In the context of heuristic NMMs, some works proposed to include additional adaptation variables to further fill the gap between mesoscale and single-cell models (Camera et al. 2004; Augustin et al. 2017). In spite of increased similarity with the underlying neuronal networks dynamics, the resulting equations remain steady-state approximations, and their accuracy are model- and parameter-dependent. Interestingly, analogous spike-adaptation mechanisms improve accuracy of integrate-and-fire models in single-cell studies (Rauch et al. 2003; Mensi et al. 2012); thus, similar mechanisms have also been considered in the context of NMM2 (Gast et al. 2020). Nonetheless, a systematic comparison of the effect of adaptation in the two frameworks is missing.

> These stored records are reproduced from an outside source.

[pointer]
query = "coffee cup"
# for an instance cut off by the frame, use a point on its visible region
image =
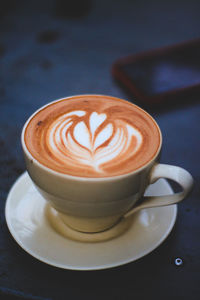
(92, 158)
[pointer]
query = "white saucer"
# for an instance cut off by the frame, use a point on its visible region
(25, 216)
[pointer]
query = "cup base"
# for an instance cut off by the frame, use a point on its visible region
(66, 231)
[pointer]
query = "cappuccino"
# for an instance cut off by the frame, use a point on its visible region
(92, 136)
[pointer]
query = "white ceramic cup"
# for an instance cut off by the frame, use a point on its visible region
(96, 204)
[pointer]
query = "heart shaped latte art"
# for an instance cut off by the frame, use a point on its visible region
(92, 139)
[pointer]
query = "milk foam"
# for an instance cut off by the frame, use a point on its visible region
(90, 138)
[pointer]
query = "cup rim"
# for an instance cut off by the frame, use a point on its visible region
(81, 178)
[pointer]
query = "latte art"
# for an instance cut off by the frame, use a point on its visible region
(92, 136)
(91, 139)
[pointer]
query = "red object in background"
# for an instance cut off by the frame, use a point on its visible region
(160, 76)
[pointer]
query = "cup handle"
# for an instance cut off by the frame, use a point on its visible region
(179, 175)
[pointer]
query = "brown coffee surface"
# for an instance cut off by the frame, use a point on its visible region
(92, 136)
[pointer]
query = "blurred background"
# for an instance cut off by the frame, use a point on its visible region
(53, 49)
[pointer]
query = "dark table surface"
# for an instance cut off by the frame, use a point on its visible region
(53, 49)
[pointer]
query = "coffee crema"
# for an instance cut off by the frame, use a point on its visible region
(92, 136)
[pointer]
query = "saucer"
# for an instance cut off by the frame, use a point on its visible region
(27, 222)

Despite the exact mean-field theory leading to NMM2 is a major step forward on the development of realistic mesoscale models for neural activity, the QIF neuron is a simplified model with some limitations. For instance, here we have employed non-refractory neurons, for which increasing input currents always lead to an increase of the firing rate. Future studies should address the role of a refractive period on the emerging rhythms and stimulation effects of exact NMMs. This could lead to a more realistic saturating shape of the QIF transfer function (Fig. 1). Additionally, further considerations may need to be taken into account in order to translate experimental observations to the model. In particular, the synapse time constants reported in Table 1 should reflect the delay and filtering associated with current transmission from input site to soma. This is not trivial to measure experimentally, and it can change considerably depending on synapse location, morphology, the number of simultaneously activated spine synapses (Eyal et al. 2018), and electrical properties (Koch and Segev 2003), which are not accounted by the QIF neuron, but can be estimated using realistic compartment models (Agmon-Snir and Segev 1993). Besides, the QIF model is an approximation of type-I excitable neurons, with type-II having a completely different firing pattern and f-I curve.

An important application of the exact mean-field theory is in the context of transcranial electrical stimulation. Several decades of research suggest that weak electric fields influence neural processing (Ruffini et al. 2020). In tES, the electric field generated on the cortex is of the order of 1 V/m, which is known to produce a sub-mV membrane perturbation (Bikson et al. 2004; Ruffini et al. 2013; Aberra et al. 2018). Yet, the applied field is mesoscopic in nature and is applied during long periods, with a spatial scale of several centimeters and temporal scales of thousands of seconds. Hence, a long-standing question in the field is how networks of neurons process spatially uniform weak inputs that barely affect a single neuron, but produce measurable effects in population recordings. By means of the exact mean-field model, we have shown that the sensitivity of the single population to such a weak alternating electric field can be modulated by the intrinsic self-connectivity and the external tonic input of the neural population in a population of excitatory neurons. Importantly, such resonant behavior cannot be captured by heuristic NMMs with static transfer functions.

For the physiologically inspired parameter values chosen in this study, the amplification effects on excitatory neurons appear to be weaker than those observed experimentally. We may conjecture that certain neuronal populations may be in states near criticality, i.e., close to the bifurcation points in the NMM2 model (Chialvo 2004; Carhart-Harris 2018; Vázquez-Rodríguez et al 2017; Zimmern 2020; Kōksal Ersōz and Wendling 2021; Ruffini and Lopez-Sola 2022). This would apply, for example, to inhibitory populations, which display a Hopf bifurcation where a state near the critical point will display arbitrarily large amplified sensitivity to weak but uniform perturbations applied over long time scales. Since electric fields are expected to couple more strongly to excitatory cells, this case should be studied in the context of a multi-population NMM2, with excitatory cells relaying the electric field perturbation. Exact NMMs provide an appropriate tool to investigate this behavior, as well as the effects of non-homogeneous electrical fields—which we leave to future studies.